Nationalratspräsident Walter Rosenkranz (FPÖ)

Am 24.10.2024 wurde ein neues Nationalratspräsidium gewählt. Der von der FPÖ für das Amt des Präsidenten nominierte Walter Rosenkranz erhielt 100 von 183 möglichen Stimmen. Peter Haubner (ÖVP) erlangte als Zweiter Präsident 148 und Doris Bures als Dritte Präsidentin 131 Stimmen. Somit ist erstmals ein FPÖ-Politiker und Mitglied einer deutschnationalen, schlagenden Burschenschaft Nationalratspräsident. Seine Wahl war demokratisch und kam verfassungskonform und wird selbstverständlich anerkannt.

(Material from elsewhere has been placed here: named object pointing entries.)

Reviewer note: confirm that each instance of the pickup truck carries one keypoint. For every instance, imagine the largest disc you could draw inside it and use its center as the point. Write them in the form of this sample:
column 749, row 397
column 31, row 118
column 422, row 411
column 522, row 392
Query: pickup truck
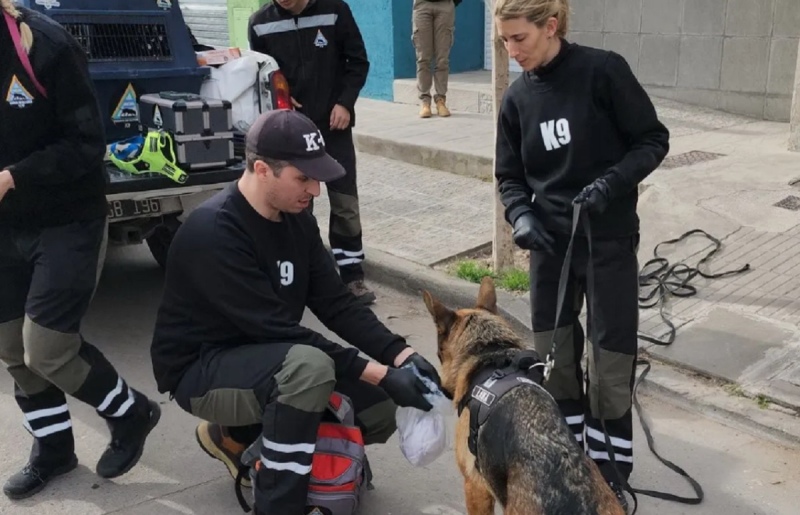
column 151, row 207
column 147, row 47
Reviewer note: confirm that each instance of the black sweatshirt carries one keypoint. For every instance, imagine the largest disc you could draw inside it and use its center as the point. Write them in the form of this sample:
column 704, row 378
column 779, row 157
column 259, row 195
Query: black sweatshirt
column 236, row 278
column 560, row 127
column 53, row 146
column 321, row 52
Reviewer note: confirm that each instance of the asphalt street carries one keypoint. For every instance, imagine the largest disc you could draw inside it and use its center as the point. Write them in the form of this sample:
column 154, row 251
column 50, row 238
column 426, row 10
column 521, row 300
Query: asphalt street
column 741, row 473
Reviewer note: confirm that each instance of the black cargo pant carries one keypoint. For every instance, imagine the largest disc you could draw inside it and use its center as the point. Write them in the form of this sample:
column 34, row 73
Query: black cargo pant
column 280, row 392
column 47, row 280
column 612, row 325
column 344, row 225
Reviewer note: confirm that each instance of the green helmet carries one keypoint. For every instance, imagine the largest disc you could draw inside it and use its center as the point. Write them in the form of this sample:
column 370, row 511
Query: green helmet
column 153, row 153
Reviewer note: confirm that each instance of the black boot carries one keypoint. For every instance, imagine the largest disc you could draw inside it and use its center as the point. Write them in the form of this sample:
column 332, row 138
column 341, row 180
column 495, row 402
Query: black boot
column 128, row 435
column 45, row 463
column 47, row 419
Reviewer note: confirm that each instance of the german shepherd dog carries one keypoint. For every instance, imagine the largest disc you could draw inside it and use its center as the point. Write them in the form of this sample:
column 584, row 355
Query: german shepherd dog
column 530, row 462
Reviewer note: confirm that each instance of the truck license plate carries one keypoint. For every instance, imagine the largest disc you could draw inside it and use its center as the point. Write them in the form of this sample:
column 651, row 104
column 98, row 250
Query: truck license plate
column 127, row 208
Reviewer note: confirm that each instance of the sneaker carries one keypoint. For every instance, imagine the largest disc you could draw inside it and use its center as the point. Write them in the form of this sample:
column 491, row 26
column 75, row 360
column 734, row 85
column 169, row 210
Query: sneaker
column 441, row 108
column 360, row 290
column 128, row 435
column 620, row 493
column 215, row 440
column 35, row 476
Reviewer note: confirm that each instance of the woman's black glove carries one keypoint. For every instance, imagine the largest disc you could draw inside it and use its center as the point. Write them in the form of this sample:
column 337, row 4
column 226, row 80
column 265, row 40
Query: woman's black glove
column 405, row 388
column 424, row 367
column 595, row 196
column 530, row 234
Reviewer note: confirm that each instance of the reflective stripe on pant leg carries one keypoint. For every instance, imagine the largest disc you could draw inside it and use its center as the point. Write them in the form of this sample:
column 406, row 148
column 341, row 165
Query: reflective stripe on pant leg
column 345, row 233
column 64, row 279
column 48, row 420
column 291, row 420
column 566, row 378
column 614, row 312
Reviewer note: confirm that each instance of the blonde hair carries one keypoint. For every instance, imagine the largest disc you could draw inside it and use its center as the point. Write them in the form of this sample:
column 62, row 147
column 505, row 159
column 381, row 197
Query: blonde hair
column 535, row 11
column 25, row 31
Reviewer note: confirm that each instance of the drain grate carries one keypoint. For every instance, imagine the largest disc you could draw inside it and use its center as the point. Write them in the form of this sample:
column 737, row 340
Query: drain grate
column 791, row 203
column 689, row 158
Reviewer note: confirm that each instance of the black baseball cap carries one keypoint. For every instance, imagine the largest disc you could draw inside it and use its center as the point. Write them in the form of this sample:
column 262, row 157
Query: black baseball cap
column 291, row 136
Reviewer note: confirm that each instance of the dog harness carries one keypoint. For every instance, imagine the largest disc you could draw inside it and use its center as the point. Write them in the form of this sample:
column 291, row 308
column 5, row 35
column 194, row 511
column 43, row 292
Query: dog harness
column 493, row 381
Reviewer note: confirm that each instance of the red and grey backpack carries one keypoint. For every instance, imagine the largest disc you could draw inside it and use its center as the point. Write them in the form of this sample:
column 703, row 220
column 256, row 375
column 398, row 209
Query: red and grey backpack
column 339, row 471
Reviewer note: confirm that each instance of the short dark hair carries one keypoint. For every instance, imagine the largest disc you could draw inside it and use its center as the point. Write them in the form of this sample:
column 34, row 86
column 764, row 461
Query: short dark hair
column 276, row 165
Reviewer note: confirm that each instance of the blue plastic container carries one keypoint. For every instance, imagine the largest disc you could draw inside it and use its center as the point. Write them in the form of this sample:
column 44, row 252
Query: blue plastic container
column 134, row 48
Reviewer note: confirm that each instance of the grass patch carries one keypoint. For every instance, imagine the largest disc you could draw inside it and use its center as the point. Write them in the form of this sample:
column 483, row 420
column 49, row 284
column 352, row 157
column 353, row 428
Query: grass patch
column 513, row 279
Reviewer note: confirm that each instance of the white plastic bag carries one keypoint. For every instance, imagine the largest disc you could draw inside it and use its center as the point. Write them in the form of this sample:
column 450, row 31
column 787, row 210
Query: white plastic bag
column 237, row 81
column 424, row 434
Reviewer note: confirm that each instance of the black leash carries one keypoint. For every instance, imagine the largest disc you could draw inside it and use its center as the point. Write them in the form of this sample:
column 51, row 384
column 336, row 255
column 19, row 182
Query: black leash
column 665, row 280
column 580, row 216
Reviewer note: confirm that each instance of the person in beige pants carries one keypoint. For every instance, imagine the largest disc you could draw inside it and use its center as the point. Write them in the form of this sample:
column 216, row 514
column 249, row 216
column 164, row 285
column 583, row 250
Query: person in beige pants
column 433, row 29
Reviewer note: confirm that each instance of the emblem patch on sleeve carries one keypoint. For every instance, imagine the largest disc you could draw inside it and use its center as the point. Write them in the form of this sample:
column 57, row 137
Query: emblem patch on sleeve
column 17, row 95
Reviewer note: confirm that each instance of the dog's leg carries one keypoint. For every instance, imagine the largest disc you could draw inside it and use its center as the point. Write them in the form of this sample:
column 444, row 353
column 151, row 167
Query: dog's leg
column 479, row 498
column 607, row 501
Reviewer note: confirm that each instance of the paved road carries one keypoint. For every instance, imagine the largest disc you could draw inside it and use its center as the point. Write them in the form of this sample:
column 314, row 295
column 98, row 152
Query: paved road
column 741, row 473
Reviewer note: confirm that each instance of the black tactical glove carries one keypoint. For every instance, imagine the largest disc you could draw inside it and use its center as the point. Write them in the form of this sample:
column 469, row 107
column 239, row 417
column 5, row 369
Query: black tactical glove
column 424, row 367
column 529, row 234
column 595, row 196
column 405, row 388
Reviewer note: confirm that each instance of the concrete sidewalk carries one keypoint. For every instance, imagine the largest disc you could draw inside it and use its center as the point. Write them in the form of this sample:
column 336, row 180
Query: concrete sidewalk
column 728, row 175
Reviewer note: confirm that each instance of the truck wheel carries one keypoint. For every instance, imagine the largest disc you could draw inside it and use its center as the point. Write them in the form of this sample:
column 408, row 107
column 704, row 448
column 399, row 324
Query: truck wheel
column 160, row 241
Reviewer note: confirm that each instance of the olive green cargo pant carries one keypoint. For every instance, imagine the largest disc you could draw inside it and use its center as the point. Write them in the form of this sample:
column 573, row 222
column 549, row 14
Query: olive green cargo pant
column 433, row 33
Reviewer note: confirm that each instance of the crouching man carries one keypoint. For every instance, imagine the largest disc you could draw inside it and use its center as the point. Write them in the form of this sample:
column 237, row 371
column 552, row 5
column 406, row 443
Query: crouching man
column 228, row 343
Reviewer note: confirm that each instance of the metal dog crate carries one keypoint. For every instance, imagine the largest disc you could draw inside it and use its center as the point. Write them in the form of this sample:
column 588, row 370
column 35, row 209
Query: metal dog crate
column 134, row 47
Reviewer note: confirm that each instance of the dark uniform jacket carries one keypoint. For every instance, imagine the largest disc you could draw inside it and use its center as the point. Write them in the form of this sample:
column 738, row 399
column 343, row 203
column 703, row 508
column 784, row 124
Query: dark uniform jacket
column 54, row 146
column 320, row 51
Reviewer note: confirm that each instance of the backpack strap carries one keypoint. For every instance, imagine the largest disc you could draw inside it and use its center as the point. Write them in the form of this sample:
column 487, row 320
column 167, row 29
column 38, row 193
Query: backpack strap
column 23, row 57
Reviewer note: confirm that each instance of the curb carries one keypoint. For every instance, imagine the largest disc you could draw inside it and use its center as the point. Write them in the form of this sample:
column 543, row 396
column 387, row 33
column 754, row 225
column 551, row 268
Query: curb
column 412, row 278
column 684, row 388
column 459, row 163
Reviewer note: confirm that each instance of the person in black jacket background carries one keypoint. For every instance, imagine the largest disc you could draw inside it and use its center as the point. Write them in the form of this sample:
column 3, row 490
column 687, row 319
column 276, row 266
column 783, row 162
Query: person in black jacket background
column 577, row 127
column 319, row 48
column 52, row 235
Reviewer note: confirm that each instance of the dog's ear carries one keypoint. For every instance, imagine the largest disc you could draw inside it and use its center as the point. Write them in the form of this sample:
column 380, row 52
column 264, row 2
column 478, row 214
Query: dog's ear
column 442, row 315
column 487, row 296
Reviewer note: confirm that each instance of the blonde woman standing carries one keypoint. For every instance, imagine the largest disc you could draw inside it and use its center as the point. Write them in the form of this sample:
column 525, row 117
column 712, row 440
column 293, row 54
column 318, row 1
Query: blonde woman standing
column 52, row 233
column 577, row 127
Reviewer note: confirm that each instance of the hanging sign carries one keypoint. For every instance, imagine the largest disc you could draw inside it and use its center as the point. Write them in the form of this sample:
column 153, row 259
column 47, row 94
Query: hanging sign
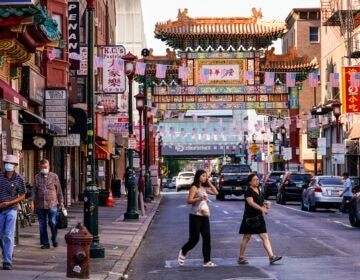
column 74, row 34
column 350, row 94
column 113, row 72
column 56, row 109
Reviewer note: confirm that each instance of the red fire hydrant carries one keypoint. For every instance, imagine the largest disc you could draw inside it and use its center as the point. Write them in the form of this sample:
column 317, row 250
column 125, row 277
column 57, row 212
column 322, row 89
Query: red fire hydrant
column 78, row 241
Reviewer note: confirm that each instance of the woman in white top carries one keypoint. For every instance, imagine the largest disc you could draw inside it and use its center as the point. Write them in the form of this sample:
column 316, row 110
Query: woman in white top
column 199, row 217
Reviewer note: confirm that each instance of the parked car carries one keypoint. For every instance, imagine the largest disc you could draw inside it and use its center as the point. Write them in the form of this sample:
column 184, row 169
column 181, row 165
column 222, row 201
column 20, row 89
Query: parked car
column 184, row 180
column 233, row 180
column 354, row 207
column 290, row 187
column 172, row 183
column 322, row 191
column 269, row 187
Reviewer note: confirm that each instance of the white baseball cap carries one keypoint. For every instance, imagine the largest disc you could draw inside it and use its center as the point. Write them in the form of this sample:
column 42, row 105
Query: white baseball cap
column 11, row 159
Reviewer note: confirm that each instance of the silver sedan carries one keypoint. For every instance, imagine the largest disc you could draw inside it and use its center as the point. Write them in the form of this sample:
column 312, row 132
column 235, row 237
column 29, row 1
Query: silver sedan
column 322, row 192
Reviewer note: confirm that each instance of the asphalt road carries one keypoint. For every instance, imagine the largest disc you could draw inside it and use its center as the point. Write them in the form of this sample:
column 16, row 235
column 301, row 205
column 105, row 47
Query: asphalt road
column 320, row 245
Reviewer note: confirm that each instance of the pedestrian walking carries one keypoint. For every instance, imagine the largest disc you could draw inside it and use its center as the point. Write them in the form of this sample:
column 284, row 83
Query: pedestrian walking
column 199, row 222
column 12, row 191
column 253, row 221
column 46, row 198
column 346, row 194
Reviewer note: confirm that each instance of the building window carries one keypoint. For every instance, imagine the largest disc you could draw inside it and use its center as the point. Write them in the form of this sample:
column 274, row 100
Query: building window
column 314, row 34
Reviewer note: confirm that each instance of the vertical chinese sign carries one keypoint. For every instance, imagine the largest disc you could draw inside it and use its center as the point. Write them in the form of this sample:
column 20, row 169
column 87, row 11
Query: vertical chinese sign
column 113, row 70
column 350, row 94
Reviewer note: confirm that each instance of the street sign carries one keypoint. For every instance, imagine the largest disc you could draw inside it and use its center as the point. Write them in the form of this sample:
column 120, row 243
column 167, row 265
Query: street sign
column 254, row 149
column 321, row 146
column 338, row 148
column 72, row 140
column 56, row 109
column 132, row 142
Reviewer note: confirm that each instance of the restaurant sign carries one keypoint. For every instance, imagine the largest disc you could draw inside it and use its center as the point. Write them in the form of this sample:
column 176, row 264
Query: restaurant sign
column 350, row 94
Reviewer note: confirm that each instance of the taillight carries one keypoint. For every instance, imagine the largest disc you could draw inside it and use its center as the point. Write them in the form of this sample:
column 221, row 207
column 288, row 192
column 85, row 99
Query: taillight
column 222, row 180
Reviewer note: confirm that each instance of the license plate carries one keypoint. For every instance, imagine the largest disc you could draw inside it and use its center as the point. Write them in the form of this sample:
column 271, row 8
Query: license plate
column 335, row 193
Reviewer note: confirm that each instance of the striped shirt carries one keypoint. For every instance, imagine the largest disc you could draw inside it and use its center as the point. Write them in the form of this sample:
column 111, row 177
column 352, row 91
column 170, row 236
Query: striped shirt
column 46, row 192
column 11, row 188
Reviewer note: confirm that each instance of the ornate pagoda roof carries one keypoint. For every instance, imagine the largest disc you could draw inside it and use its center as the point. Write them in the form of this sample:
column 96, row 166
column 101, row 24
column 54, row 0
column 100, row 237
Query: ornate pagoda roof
column 32, row 17
column 235, row 31
column 290, row 62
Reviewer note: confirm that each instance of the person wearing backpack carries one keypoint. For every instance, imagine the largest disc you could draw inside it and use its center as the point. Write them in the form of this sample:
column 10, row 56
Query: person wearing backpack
column 199, row 222
column 46, row 197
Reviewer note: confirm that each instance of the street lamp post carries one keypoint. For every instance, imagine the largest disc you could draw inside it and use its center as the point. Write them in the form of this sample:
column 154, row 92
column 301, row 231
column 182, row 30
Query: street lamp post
column 283, row 135
column 140, row 107
column 91, row 193
column 131, row 213
column 336, row 106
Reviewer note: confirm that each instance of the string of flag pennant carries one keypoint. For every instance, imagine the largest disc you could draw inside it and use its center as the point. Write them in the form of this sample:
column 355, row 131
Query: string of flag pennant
column 205, row 73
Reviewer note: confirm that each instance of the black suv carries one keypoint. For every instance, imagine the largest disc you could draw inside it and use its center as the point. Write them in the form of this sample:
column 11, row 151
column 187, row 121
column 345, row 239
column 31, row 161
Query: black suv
column 233, row 180
column 290, row 188
column 269, row 186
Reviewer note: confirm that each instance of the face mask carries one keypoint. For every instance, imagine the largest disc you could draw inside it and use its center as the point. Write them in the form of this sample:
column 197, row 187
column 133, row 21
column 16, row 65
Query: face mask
column 44, row 171
column 9, row 167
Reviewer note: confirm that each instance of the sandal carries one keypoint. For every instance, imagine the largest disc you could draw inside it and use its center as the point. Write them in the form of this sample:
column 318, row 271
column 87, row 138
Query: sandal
column 242, row 260
column 181, row 258
column 274, row 259
column 209, row 264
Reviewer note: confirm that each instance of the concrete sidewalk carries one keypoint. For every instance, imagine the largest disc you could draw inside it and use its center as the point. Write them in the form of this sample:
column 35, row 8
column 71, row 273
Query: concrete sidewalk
column 120, row 238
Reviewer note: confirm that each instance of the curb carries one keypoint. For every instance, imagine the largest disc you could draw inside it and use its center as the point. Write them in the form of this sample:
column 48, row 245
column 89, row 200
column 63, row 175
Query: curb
column 118, row 272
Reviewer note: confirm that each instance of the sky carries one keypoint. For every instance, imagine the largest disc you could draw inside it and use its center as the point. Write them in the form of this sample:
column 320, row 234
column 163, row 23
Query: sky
column 163, row 10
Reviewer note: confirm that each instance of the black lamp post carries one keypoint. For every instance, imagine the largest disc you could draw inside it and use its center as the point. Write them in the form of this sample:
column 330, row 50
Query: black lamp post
column 336, row 106
column 140, row 107
column 91, row 193
column 131, row 213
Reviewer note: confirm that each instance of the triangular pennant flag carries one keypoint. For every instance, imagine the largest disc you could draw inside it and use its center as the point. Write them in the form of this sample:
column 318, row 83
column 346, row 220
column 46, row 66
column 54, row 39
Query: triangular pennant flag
column 183, row 72
column 161, row 71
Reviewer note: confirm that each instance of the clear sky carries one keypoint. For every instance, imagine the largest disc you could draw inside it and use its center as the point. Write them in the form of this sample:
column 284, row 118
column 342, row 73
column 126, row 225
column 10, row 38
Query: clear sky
column 163, row 10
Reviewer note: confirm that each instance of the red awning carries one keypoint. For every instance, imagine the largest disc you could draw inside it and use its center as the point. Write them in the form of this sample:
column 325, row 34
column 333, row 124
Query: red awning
column 10, row 99
column 101, row 153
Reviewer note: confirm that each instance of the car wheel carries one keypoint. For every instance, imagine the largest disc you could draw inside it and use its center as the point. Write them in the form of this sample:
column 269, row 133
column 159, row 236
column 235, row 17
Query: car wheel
column 312, row 208
column 354, row 221
column 302, row 206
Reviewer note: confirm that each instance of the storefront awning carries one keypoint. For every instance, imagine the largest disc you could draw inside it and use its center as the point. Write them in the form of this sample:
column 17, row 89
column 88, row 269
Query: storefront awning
column 29, row 118
column 101, row 153
column 10, row 99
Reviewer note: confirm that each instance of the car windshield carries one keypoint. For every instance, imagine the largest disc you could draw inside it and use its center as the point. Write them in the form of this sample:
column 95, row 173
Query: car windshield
column 186, row 175
column 300, row 177
column 275, row 175
column 330, row 181
column 235, row 169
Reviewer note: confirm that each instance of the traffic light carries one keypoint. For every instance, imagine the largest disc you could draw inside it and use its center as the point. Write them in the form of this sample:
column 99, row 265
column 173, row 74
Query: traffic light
column 271, row 149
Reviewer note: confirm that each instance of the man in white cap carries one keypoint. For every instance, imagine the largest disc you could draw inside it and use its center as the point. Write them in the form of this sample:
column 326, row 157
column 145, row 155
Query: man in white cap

Zur FPÖ per se und den deutschnationalen Burschenschaften im Besonderen wird auf den einstimmigen Beschluss des Kultusvorstands vom 9.1.2018 verwiesen, der mit ebenso einstimmigen Beschlüssen am 15.3.2018, am 12.12.2018 und 17.04.2023 ergänzt wurde.

Walter Rosenkranz ist Mitglied der „Libertas“, die erste Burschenschaft, die einen „Arierparagraphen“ eingeführt hatte (1878). Diese frühe Manifestation von extremem studentischen Antisemitismus verharmloste Rosenkranz als Reaktion auf die „überdurchschnittlich vielen Juden“ in der damaligen Studentenschaft – eine Täter-Opfer-Umkehr. 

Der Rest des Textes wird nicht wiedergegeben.